Author’s Letter
Dear Readers,
If people ask me what I’ve been doing over the past couple of years or since the publication of the 3rd edition of Cassowary Hill, I sometimes just say that although I may not have been visibly productive, I haven’t been too idle! What follows may be more helpful.
I began research for the setting of my new book project in 2018, and that included traveling – in the magnificently forested Oregon-California border area, and in England, and in the Channel Islands (west of France’s Cherbourg Peninsula) where I unearthed some usefully detailed records in the Jersey Archive. Not that it’s a historical novel I’m working on, but some of the characters have backgrounds about which I needed to become better informed.
Today we have a profusion of tedious and predictable “celebrities”, whose status serves as a kind of currency, especially in the media and, yes, in politics too. Their preposterousness is generally bogus – contrived to engage what used to be called “the admass”, so of course it’s almost defined by conventionality. My own generation had its short-lived “counterculture”, which embraced idiosyncrasy of all sorts and was genuine in its way, but we were mostly under thirty and, regrettably, the majority eventually sold out to pragmatism, got on with mainstream careers and settled for the paltry pleasures of suburban consumerism. Two of my male characters are of that generation, one of whom is a natural-born nonconformist and an irredeemable free spirit. The other is less intractable, attempting with light irony to straddle both worlds – that of the “freaks” and that of the “straights”. (This was before the latter term came to denote sexual preference.)
Coming from significantly different backgrounds, but, thrown together as young boys in a grimly hostile environment, they become loyal friends. Their great common factor is the chance connection with a charismatic and constantly surprising middle-aged woman. Over time, the bonds of this eccentric threesome are threatened by a combination of both commonplace and unanticipated circumstances.
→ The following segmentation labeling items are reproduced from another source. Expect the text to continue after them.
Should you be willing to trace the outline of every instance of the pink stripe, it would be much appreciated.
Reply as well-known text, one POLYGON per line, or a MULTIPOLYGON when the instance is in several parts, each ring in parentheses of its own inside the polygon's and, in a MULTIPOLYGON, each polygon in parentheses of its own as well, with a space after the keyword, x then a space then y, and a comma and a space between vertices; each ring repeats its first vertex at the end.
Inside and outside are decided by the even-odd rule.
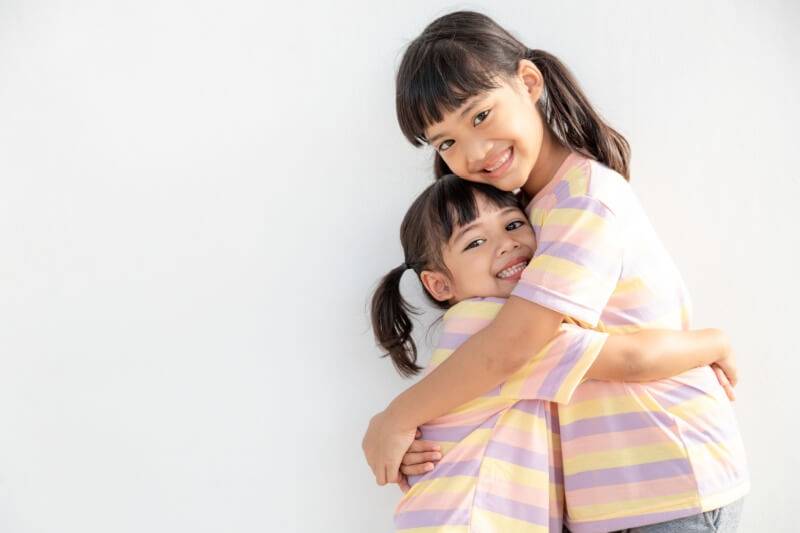
POLYGON ((457 444, 442 456, 440 463, 476 461, 483 458, 484 449, 486 449, 486 444, 457 444))
POLYGON ((607 236, 602 233, 563 224, 547 224, 546 222, 545 219, 545 225, 537 235, 537 241, 568 242, 597 253, 608 253, 609 249, 618 249, 618 246, 611 246, 607 236))
POLYGON ((550 484, 548 488, 535 488, 513 481, 506 481, 499 478, 488 478, 484 476, 478 483, 478 490, 487 494, 493 494, 509 500, 546 507, 550 501, 550 484))
MULTIPOLYGON (((413 493, 414 489, 411 491, 413 493)), ((394 512, 398 514, 423 509, 469 509, 472 506, 473 492, 474 489, 466 492, 421 492, 400 500, 394 512)))
POLYGON ((477 317, 453 317, 444 321, 445 333, 474 335, 489 325, 491 319, 477 317))
POLYGON ((567 493, 567 509, 599 503, 616 503, 641 498, 666 497, 697 490, 697 484, 691 474, 664 479, 639 481, 638 483, 621 483, 603 485, 587 489, 571 490, 567 493))
POLYGON ((663 428, 648 427, 578 437, 571 441, 562 442, 561 449, 563 450, 563 457, 573 458, 585 453, 623 450, 634 446, 672 442, 676 438, 677 436, 674 434, 674 431, 665 431, 663 428))
MULTIPOLYGON (((544 425, 544 421, 542 421, 543 428, 544 425)), ((548 453, 550 446, 548 445, 549 439, 547 435, 534 432, 532 429, 533 428, 531 428, 531 430, 517 429, 515 427, 506 426, 503 424, 503 419, 501 418, 500 422, 495 427, 494 433, 492 433, 492 440, 510 444, 518 448, 526 448, 542 454, 548 453)))
POLYGON ((538 397, 542 384, 550 377, 551 372, 558 368, 559 363, 566 355, 570 340, 571 337, 566 332, 559 332, 558 337, 553 341, 553 345, 548 348, 543 358, 536 365, 535 371, 523 380, 520 387, 520 398, 536 399, 538 397))
MULTIPOLYGON (((509 402, 511 405, 511 402, 509 402)), ((497 407, 491 407, 489 409, 480 409, 477 411, 468 411, 465 413, 456 413, 456 414, 449 414, 440 416, 434 420, 431 420, 426 426, 468 426, 468 425, 481 425, 482 423, 486 422, 489 418, 493 417, 497 413, 504 411, 508 408, 508 405, 500 405, 497 407)))

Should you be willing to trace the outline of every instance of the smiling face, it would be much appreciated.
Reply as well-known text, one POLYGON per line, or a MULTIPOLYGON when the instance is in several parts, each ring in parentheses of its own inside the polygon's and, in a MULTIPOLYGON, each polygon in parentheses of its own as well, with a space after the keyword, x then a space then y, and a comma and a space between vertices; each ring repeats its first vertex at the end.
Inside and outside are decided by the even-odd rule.
POLYGON ((518 207, 497 207, 478 195, 478 216, 457 227, 442 249, 448 273, 425 270, 420 279, 439 301, 507 298, 533 257, 536 237, 518 207))
POLYGON ((428 143, 453 173, 504 191, 522 188, 536 164, 544 123, 536 102, 539 71, 521 62, 515 76, 467 100, 425 130, 428 143))

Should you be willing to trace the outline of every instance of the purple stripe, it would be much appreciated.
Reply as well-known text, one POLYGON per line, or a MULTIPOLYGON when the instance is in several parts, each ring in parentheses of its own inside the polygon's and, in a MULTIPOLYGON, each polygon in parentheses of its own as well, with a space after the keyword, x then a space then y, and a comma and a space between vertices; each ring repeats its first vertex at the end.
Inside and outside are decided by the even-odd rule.
POLYGON ((556 197, 556 205, 561 204, 561 202, 569 198, 569 182, 563 180, 558 182, 558 184, 553 187, 553 190, 550 191, 550 194, 556 197))
POLYGON ((614 214, 603 202, 591 196, 572 196, 563 202, 558 202, 553 209, 580 209, 601 218, 614 218, 614 214))
POLYGON ((439 462, 436 463, 433 470, 427 474, 408 476, 408 484, 413 487, 420 481, 428 481, 429 479, 441 479, 453 476, 477 476, 480 470, 480 459, 475 459, 473 461, 456 461, 453 463, 439 462))
POLYGON ((486 446, 485 456, 538 470, 539 472, 547 472, 550 467, 547 455, 502 442, 490 442, 486 446))
POLYGON ((599 254, 570 242, 540 241, 536 246, 535 257, 540 255, 559 257, 576 265, 586 266, 603 278, 616 280, 622 272, 619 257, 599 254))
POLYGON ((478 492, 475 494, 475 507, 486 509, 487 511, 508 516, 529 524, 546 526, 550 522, 550 513, 547 509, 509 500, 508 498, 502 498, 495 494, 489 494, 488 492, 478 492))
POLYGON ((494 427, 499 416, 500 413, 496 413, 486 419, 480 425, 470 424, 469 426, 422 426, 420 431, 422 432, 423 440, 435 440, 437 442, 460 442, 467 438, 467 436, 469 436, 473 431, 494 427))
MULTIPOLYGON (((594 533, 596 531, 617 531, 620 529, 630 529, 639 526, 648 526, 660 522, 668 522, 678 518, 685 518, 700 514, 700 507, 691 509, 680 509, 678 511, 666 511, 662 513, 638 514, 623 518, 612 518, 610 520, 592 520, 588 522, 572 522, 567 519, 567 526, 572 533, 594 533)), ((675 529, 678 531, 678 529, 675 529)))
POLYGON ((571 491, 619 483, 638 483, 651 479, 684 476, 692 472, 692 465, 688 459, 670 459, 655 463, 603 468, 578 474, 569 474, 564 476, 564 488, 567 491, 571 491))
MULTIPOLYGON (((591 338, 594 337, 592 336, 591 338)), ((542 400, 555 400, 561 385, 564 384, 564 380, 586 351, 589 340, 590 335, 579 335, 570 343, 564 355, 561 357, 561 360, 558 362, 558 365, 547 374, 541 387, 539 387, 539 393, 537 394, 539 398, 542 400)))
POLYGON ((558 433, 558 423, 553 424, 551 419, 552 411, 548 408, 550 404, 542 400, 519 400, 509 409, 509 411, 522 411, 529 415, 544 420, 547 429, 553 433, 558 433))
POLYGON ((658 411, 638 411, 619 415, 597 416, 570 424, 561 424, 561 441, 568 442, 588 435, 602 435, 615 431, 629 431, 647 427, 663 428, 674 425, 675 419, 672 415, 658 411))
POLYGON ((395 529, 434 526, 468 526, 471 509, 407 511, 394 517, 395 529))
POLYGON ((455 350, 470 338, 471 335, 468 333, 442 333, 442 336, 439 338, 439 344, 437 344, 438 348, 450 349, 455 350))

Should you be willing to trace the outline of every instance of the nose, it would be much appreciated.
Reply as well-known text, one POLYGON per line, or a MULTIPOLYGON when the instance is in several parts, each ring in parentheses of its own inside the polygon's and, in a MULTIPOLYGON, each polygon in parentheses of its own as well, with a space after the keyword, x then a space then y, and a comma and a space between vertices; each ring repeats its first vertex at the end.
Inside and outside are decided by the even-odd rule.
POLYGON ((492 148, 492 143, 481 135, 471 135, 467 141, 467 164, 471 172, 483 170, 483 162, 492 148))

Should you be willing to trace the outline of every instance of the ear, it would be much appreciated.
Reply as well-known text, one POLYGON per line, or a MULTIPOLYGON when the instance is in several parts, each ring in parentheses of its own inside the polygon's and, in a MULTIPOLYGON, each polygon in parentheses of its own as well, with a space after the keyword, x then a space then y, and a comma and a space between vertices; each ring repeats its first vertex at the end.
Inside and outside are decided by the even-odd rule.
POLYGON ((542 72, 529 59, 520 59, 517 64, 517 79, 522 82, 531 99, 538 102, 544 92, 542 72))
POLYGON ((447 302, 453 298, 453 289, 450 286, 450 279, 443 272, 434 270, 423 270, 419 274, 419 279, 428 290, 433 299, 438 302, 447 302))

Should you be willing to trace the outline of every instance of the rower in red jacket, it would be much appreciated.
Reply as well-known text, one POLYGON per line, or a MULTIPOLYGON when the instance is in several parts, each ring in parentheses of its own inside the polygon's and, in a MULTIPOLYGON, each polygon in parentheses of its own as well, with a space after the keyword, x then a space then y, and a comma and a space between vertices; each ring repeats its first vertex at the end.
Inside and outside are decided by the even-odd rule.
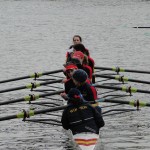
POLYGON ((82 52, 80 51, 74 52, 71 61, 75 63, 79 69, 83 69, 88 74, 88 78, 92 80, 92 69, 90 66, 84 63, 85 57, 82 52))
POLYGON ((84 102, 82 94, 77 89, 71 89, 68 93, 69 106, 62 114, 62 126, 70 129, 73 134, 91 132, 99 134, 99 129, 105 122, 95 108, 84 102))
MULTIPOLYGON (((77 69, 78 69, 78 67, 71 62, 67 63, 65 65, 64 72, 65 72, 66 78, 63 79, 65 92, 60 94, 64 99, 67 99, 67 94, 70 91, 70 89, 76 87, 76 85, 74 84, 74 82, 72 80, 72 74, 77 69)), ((86 82, 91 83, 91 81, 89 79, 87 79, 86 82)))

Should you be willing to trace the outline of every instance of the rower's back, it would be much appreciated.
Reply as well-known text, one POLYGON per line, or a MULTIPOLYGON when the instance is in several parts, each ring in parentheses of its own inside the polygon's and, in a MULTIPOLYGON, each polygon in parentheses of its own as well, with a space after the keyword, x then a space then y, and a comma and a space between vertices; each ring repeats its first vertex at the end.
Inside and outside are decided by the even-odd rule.
POLYGON ((104 120, 95 108, 89 105, 77 89, 71 89, 68 93, 69 106, 62 115, 64 129, 70 129, 73 134, 91 132, 99 133, 104 126, 104 120))

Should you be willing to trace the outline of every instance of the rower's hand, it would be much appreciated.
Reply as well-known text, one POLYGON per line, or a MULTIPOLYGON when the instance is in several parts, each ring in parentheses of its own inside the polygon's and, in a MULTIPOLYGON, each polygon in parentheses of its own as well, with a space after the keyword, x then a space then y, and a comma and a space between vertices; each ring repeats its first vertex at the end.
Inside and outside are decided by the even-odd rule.
POLYGON ((67 97, 67 94, 66 94, 66 93, 60 93, 60 96, 61 96, 63 99, 65 99, 65 100, 67 100, 67 99, 68 99, 68 97, 67 97))
POLYGON ((66 83, 67 82, 67 78, 64 78, 61 82, 62 83, 66 83))

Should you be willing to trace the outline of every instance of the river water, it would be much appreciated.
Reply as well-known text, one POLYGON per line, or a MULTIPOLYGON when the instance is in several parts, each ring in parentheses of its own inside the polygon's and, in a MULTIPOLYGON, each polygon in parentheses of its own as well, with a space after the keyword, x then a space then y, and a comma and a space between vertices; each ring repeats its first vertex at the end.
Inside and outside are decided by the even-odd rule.
MULTIPOLYGON (((148 0, 0 0, 0 80, 62 68, 75 34, 82 36, 96 66, 150 70, 150 30, 132 28, 150 26, 149 8, 148 0)), ((149 75, 127 75, 149 80, 149 75)), ((27 81, 1 84, 0 88, 23 83, 27 81)), ((3 93, 0 100, 26 93, 3 93)), ((133 98, 149 101, 148 94, 134 94, 133 98)), ((22 102, 0 107, 0 116, 7 116, 29 106, 22 102)), ((149 113, 149 108, 142 108, 105 117, 100 149, 149 150, 149 113)), ((61 127, 19 119, 0 122, 1 150, 72 149, 69 147, 61 127)))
The female character is the driving force of my book. I believe that people who ask what I’m writing now are typically curious about what would follow a novel like Cassowary Hill. They may suspect that I’d want to pursue, in some different way, one of its themes – perhaps relating to the natural environment, or to the relations between humans and animals, or to a geopolitical cause. I take that as a compliment. However, while a distressingly common form of traumatic experience is integral to the plot and characterization (one with which I’ve been unhappily but tangentially acquainted), it’s not primarily introduced for a social or moralistic cause. I think my strongest motivation, aside from whatever one can blame on the artistic impulse, lies in observing the function that an older, clear-eyed, sympathetic (and in this case often hilarious) person can perform through a chance connection, having nothing to do with family relationship, social position, presumed responsibility, or even a bleeding heart. My inspiration, of course, comes from having known just such a person. She was a kind of honorary aunt and an improbable friend for me when I was sent from “abroad” to an English boarding school, and our lives overlapped intermittently – but blessedly – until she died twenty years later. She was also a very funny person, and this too has infected the narrative. Knowing that it may jar with the current tide of jaundiced realism, I’m afraid that I’m cooking up a novel of defiant optimism. I think it’s realism too, not at all fantastical, and a raucous celebration to boot. Readers and friends, we may have our wrists slapped, but that will be part of the fun.